PCA(copy=True, iterated_power='auto', n_components=1, random_state=None,
  svd_solver='auto', tol=0.0, whiten=False)

In [20]:
train['new_1']=pca.transform(pc_11.values)
test['new_1']=pca.transform(pc_22.values)
final['new_1']=pca.transform(pc_33.values)

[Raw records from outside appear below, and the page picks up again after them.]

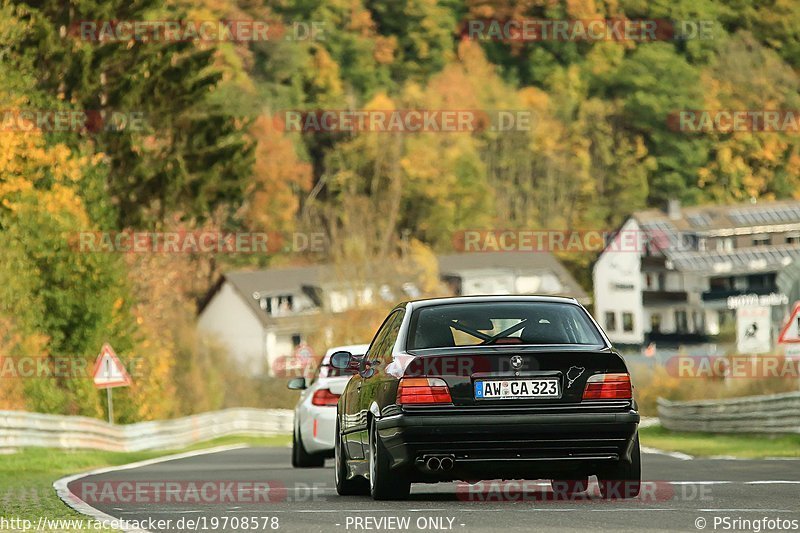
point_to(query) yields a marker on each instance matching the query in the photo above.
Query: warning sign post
(109, 373)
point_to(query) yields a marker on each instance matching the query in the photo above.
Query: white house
(263, 316)
(690, 275)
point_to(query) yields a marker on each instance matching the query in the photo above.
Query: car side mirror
(342, 360)
(297, 383)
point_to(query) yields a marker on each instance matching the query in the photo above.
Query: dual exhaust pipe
(439, 463)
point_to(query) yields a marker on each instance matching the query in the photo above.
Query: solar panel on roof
(700, 220)
(765, 214)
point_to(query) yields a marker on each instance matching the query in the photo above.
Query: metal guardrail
(20, 429)
(776, 413)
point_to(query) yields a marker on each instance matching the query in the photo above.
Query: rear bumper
(519, 445)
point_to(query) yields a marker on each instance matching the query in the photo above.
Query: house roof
(518, 262)
(251, 285)
(714, 220)
(723, 221)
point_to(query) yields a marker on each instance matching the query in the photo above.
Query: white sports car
(315, 413)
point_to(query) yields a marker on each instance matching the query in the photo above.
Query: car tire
(345, 487)
(567, 487)
(625, 479)
(301, 458)
(384, 483)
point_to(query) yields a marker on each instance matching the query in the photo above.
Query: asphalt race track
(684, 495)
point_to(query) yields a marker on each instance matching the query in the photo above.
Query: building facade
(698, 275)
(264, 316)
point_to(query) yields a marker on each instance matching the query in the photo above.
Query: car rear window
(474, 324)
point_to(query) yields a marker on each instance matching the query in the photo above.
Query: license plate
(509, 389)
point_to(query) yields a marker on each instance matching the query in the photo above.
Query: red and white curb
(61, 486)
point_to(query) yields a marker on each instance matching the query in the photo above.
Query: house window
(627, 322)
(681, 322)
(611, 321)
(724, 244)
(655, 323)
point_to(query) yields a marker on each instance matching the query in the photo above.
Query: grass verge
(709, 444)
(26, 477)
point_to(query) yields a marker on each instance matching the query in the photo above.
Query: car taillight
(325, 397)
(423, 390)
(608, 387)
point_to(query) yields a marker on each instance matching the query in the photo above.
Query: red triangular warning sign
(791, 331)
(108, 370)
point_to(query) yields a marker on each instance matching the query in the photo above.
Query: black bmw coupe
(487, 387)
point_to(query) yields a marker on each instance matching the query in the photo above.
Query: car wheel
(301, 458)
(384, 484)
(566, 487)
(345, 487)
(624, 480)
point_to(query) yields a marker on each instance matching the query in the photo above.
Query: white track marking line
(71, 499)
(674, 455)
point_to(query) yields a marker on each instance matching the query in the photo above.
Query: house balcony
(724, 294)
(662, 297)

__Similarly we'll transform mvar40,mvar41,mvar42 and mvar43,mvar44,mvar45 into one variable each via PCA__

In [21]:
ee_1=pd.DataFrame(pc_1[['mvar40','mvar41','mvar42']])
ee_2=pd.DataFrame(pc_2[['mvar40','mvar41','mvar42']])
ee_3=pd.DataFrame(pc_3[['mvar40','mvar41','mvar42']])
pce=pd.concat([ee_1,ee_2,ee_3])

In [22]:
pca_2=PCA(n_components=1)
pca_2.fit(pce.values)
val=pca_2.transform(pce.values)

In [23]:
train['new_2']=val[:40000]
test['new_2']=val[40000:50000]
final['new_2']=val[50000:]

In [24]:
ff_1=pd.DataFrame(pc_1[['mvar43','mvar44','mvar45']])
ff_2=pd.DataFrame(pc_2[['mvar43','mvar44','mvar45']])
ff_3=pd.DataFrame(pc_3[['mvar43','mvar44','mvar45']])
pcf=pd.concat([ff_1,ff_2,ff_3])

In [25]:
pca_3=PCA(n_components=1)
pca_3.fit(pcf.values)
val_1=pca_3.transform(pcf.values)

In [26]:
train['new_3']=val[:40000]
test['new_3']=val[40000:50000]
final['new_3']=val[50000:]

__If we subtract car related spend(mvar28,mvar29,mvar30,mvar31) from total travel spend(mvar20,mvar21,mvar22,mvar23) we can get an approximate to flight related spend which is usually paid for by using card, so this can be an important new feature__

In [27]:
for data in full_data:
    data['new_4']=np.exp(data['mvar20'])-np.exp(data['mvar28'])
    data['new_5']=np.exp(data['mvar21'])-np.exp(data['mvar29'])
    data['new_6']=np.exp(data['mvar22'])-np.exp(data['mvar30'])
    data['new_7']=np.exp(data['mvar23'])-np.exp(data['mvar31'])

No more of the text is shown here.